Everything Points to Jesus: Week 1

This week we launched a short series tracing a single golden thread: from Genesis to Revelation, everything points to Jesus. We didn’t just say it—we followed the text, watched the patterns, and saw how the Bible’s details (days, numbers, places, covenants) converge on Christ.

The Bible isn’t a random anthology. 66 Spirit-inspired books (40+ human authors) form one unified narrative. Genesis opens with a sinless creation and a garden; Revelation closes with a renewed creation and a garden-city. In between stands the Son who fulfills every promise.

Creation, Fall, and the First Gospel

  • Creation: Six days of ordered forming and filling; humanity made imago Dei (Gen. 1:27).

  • Command: One tree withheld—the tree of the knowledge of good and evil (Gen. 2:16–17).

  • Fall: The serpent’s lie leads to sin, separation, death, and a cursed creation (Gen. 3).

  • First Gospel (Protoevangelium): God promises a descendant who will crush the serpent (Gen. 3:15). From the beginning, a Redeemer is coming.

The Eighth Day: Sign of New Creation

God’s covenant with Abraham established circumcision on the eighth day (Gen. 17) — the first day of a new week, a symbol of new reality, renewal, and covenant belonging. First-century Jews knew this rhythm: seven marks creation; eight signals new creation.

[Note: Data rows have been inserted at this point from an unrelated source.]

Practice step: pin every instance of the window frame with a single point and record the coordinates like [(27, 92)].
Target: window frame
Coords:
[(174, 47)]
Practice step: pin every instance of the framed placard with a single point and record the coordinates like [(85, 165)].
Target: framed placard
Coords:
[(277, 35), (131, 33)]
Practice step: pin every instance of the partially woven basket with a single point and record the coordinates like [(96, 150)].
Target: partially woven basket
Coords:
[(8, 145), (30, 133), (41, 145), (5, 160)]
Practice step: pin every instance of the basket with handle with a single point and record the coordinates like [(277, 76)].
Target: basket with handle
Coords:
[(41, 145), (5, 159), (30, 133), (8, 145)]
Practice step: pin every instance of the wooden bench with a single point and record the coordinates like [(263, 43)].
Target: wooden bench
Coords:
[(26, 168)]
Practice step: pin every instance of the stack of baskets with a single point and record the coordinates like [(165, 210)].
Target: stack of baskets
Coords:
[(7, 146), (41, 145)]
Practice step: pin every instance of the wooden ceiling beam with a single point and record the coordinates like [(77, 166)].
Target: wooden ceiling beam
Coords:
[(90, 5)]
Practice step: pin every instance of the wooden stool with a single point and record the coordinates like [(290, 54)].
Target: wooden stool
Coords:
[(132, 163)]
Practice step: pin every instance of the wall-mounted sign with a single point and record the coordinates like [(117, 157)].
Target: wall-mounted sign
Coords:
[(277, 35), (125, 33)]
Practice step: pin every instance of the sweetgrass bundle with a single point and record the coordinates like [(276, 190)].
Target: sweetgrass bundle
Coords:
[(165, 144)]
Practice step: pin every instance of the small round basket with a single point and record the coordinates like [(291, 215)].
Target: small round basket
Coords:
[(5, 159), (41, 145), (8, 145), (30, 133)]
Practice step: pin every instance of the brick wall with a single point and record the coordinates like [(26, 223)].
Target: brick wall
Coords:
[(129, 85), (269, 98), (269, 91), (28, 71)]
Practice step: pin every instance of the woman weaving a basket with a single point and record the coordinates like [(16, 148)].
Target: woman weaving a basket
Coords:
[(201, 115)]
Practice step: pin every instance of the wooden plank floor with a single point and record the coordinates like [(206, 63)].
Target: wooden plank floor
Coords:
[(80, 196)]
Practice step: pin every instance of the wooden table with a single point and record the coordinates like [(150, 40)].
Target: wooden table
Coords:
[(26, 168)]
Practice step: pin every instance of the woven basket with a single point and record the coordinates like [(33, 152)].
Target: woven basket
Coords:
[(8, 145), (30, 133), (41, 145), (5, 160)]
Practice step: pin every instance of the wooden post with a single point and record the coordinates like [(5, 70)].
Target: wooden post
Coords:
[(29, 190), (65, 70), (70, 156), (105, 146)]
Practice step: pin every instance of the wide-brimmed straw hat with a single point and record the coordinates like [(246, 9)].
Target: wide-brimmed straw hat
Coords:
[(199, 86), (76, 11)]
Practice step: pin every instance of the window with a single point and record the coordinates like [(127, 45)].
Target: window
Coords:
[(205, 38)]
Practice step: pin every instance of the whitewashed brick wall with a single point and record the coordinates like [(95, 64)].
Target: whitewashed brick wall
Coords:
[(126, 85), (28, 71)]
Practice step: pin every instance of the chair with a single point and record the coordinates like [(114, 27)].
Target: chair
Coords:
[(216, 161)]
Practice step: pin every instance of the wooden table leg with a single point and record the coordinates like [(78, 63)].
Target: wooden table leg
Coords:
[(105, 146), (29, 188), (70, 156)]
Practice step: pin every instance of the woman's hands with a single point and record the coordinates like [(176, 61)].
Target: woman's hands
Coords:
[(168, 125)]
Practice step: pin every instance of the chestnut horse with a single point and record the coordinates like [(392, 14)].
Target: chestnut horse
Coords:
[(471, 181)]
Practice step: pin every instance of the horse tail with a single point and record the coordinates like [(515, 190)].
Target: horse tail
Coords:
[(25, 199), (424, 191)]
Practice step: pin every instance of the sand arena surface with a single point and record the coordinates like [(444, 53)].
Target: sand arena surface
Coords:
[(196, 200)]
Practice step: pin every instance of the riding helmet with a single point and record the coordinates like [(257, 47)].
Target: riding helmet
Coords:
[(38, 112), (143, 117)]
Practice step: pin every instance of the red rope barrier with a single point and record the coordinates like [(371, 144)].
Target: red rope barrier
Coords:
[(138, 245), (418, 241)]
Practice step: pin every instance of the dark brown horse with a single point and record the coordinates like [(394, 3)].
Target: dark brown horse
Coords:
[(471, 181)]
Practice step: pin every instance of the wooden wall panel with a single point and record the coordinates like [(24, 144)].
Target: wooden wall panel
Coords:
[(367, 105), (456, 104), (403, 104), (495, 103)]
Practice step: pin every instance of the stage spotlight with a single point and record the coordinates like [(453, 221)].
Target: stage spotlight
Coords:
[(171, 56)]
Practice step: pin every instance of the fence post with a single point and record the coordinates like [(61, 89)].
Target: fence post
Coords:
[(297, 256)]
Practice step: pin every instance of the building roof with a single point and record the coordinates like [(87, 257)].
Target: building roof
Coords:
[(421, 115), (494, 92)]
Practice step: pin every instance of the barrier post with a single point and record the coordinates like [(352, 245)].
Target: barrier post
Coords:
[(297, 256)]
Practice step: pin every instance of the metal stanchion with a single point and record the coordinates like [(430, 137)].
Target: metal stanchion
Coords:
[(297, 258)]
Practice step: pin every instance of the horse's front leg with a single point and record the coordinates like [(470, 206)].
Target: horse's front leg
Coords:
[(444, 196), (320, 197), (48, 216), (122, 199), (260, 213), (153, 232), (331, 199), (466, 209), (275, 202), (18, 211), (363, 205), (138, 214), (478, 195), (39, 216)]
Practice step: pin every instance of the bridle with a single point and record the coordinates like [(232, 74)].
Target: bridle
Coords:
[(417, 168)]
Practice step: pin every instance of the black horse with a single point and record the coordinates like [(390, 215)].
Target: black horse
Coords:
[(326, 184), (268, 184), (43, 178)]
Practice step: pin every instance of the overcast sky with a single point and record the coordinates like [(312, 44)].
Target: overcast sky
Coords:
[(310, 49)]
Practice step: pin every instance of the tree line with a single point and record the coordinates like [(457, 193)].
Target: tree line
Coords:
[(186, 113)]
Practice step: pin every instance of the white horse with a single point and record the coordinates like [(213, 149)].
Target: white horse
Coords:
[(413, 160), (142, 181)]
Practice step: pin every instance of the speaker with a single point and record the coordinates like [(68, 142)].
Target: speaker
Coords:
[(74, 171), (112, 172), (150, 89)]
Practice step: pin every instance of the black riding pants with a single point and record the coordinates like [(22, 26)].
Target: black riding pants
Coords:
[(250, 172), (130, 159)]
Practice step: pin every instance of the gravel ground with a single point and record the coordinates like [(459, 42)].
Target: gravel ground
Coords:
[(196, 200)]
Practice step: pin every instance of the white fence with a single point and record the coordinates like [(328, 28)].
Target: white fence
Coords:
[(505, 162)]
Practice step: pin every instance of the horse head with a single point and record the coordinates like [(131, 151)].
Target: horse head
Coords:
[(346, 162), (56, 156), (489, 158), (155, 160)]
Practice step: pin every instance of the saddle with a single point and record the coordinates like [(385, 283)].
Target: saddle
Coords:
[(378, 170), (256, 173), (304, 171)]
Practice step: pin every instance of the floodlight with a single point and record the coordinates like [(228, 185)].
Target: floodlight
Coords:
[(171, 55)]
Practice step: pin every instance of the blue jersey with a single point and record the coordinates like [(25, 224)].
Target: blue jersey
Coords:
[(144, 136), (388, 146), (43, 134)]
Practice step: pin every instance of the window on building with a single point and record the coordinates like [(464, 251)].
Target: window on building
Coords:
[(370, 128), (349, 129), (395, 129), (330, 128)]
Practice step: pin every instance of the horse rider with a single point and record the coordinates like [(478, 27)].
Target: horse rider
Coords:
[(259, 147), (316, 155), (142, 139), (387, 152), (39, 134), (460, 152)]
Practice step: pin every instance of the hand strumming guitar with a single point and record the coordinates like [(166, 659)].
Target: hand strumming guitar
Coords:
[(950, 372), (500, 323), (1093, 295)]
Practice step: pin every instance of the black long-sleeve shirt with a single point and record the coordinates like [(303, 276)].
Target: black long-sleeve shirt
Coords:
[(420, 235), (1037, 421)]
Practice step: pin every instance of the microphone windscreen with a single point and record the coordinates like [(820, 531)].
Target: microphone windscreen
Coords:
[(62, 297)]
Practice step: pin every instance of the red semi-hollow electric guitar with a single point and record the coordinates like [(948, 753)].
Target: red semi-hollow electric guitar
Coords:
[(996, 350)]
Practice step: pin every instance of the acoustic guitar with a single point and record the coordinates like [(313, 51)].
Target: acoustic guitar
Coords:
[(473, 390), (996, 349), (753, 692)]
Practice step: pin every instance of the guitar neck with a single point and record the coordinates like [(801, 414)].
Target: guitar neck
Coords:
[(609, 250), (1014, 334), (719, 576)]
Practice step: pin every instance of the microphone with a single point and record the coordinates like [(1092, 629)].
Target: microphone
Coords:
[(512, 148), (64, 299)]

John’s Gospel: Proving the Deity of Christ

John writes with a purpose: to show Jesus is the Son of God.

  • “In the beginning…” (John 1:1) anchors Jesus back in Genesis. He is the eternal Word through whom all things were made.

  • The Word became flesh (John 1:14): the Creator steps into creation.

John then records eight signs, not by accident, but to echo the eighth-day motif of new creation:

  1. Water to wine (2:1–11)

  2. Healing the official’s son (4:46–54)

  3. Healing the paralytic (5)

  4. Feeding the 5,000 (6)

  5. Walking on water (6)

  6. Healing the man born blind (9)

  7. Raising Lazarus (11)

  8. The Resurrection of Jesus (20) — the climactic sign of the first day of the week, the dawn of new creation.

Hundreds of thousands were crucified under Rome; only one rose. The cross declares our justification; the empty tomb secures our forever. Christianity is not merely a moral path—it’s resurrection life breaking into the present.

Reflect & Respond

Discipleship Next Steps:

  1. Open the Book Daily (John + Genesis): Read John 1–2 and Genesis 1–3 this week. Note every echo (light, word, life, garden, seventh/eighth day) and pray, “Holy Spirit, show me how this points to Jesus.”

  2. Name & Surrender One “Eighth-Day” Area: Identify one part of your life that needs resurrection renewal (habit, relationship, priority). Bring it under Jesus’ lordship and take one concrete act of obedience this week.

  3. Invite Someone Into the Story: Share one “Jesus thread” you learned (e.g., the gardener theme) with a friend or family member, and invite them to church next week.

Everything points to Jesus. From Eden’s loss to Gethsemane’s victory, from the first creation to the eighth-day new creation—the Bible’s details sing one song: Christ is the center. May our worship, work, giving, and serving do the same.